Intraoperative neurophysiology further supports the safe crossing of SEZs. Mapping (facial colliculus; hypoglossal and glossopharyngeal triangles) helps identify entry points when the fourth ventricle floor is distorted, and continuous monitoring of corticospinal and corticobulbar pathways detects evolving risks that anatomical landmarks cannot. Although techniques for corticobulbar motor-evoked potentials are still developing and not yet fully standardized, their integration with free-running EMG and brainstem mapping has clearly reduced postoperative cranial nerve morbidity in complex posterior-fossa surgery [17]. These methods should be routine assistants whenever pathways approach the lower cranial nerve nuclei or cross the olive.

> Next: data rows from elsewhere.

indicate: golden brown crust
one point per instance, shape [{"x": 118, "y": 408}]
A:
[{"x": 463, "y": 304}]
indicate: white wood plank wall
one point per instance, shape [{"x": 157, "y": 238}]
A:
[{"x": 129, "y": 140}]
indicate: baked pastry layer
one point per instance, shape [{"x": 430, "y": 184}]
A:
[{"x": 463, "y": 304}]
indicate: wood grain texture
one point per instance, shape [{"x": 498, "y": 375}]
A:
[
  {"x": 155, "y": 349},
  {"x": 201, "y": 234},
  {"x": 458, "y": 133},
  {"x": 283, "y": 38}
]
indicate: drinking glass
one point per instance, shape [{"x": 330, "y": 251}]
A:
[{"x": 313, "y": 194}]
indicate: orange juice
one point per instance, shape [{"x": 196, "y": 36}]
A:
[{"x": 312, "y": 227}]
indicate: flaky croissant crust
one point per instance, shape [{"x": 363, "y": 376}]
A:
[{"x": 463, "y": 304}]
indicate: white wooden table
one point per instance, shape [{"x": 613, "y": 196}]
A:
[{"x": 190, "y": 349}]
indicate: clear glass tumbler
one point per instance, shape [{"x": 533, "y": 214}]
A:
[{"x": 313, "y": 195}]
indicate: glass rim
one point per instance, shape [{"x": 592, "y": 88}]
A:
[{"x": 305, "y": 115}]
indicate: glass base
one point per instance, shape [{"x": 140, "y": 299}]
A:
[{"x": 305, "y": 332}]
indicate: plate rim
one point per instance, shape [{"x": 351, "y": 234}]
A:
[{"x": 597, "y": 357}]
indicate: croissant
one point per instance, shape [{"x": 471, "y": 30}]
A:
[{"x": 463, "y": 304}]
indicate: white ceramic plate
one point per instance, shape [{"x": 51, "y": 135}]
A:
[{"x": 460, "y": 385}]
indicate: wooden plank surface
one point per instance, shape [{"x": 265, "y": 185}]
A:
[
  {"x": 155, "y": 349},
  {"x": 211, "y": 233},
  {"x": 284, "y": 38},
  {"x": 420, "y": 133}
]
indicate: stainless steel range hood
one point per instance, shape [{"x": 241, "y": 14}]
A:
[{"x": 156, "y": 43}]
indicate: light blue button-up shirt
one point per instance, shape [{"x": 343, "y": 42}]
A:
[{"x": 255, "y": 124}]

Pediatric experience provides an additional perspective: despite differences in pathology mix and biomechanics, large pediatric series show that disciplined use of SEZs, careful skull-base exposure (often far-lateral), and thorough monitoring enable meaningful resections with low mortality and acceptable morbidity. This supports the general applicability of SEZ-guided strategies across age groups and affirms the external validity of our quantitative medullary corridors [5].
Limitations include the cadaveric nature of our measurements (no edema, tumor mass effect, or vascular engorgement) and the use of a single laboratory methodology. Nevertheless, our protocol—physiologic tissue preparation, navigation-based coordinates, and explicit landmark definition—closely mirrors prior anatomic standards and provides reproducible metrics [2, 9]. Future research should combine these measurements with patient-specific imaging (tractography, lesion growth vectors) and prospective outcome registries to validate how exposure area, angle, and vertical linear extent of exposure predict operative ergonomics, extent of resection, and neurological outcomes.
Conclusion
This anatomical and quantitative analysis defines the far-lateral approach as a geometrically efficient and reproducible corridor to the ventrolateral medulla and olivary safe entry zone. By integrating neuronavigation-based measurements with microsurgical dissection, we objectively characterized the exposure area, working angles, and vertical linear extent achievable through this approach, thereby transforming descriptive medullary anatomy into measurable operative parameters. The far-lateral route offers favorable horizontal and vertical trajectories and significant cranio-caudal reach along the pontomedullary axis, supporting its role as the preferred approach for intrinsic lesions centered within or extending toward the olivary region. These data refine surgical planning by outlining the spatial limits and maneuverability inherent to the far-lateral corridor and reinforce the anatomical rationale for using it when direct anterolateral access is required to minimize transgression of eloquent nuclei and long tracts. When combined with modern image guidance and intraoperative neurophysiological monitoring, this quantitative framework may contribute to more precise, standardized, and safer microsurgical access to lesions of the medulla oblongata.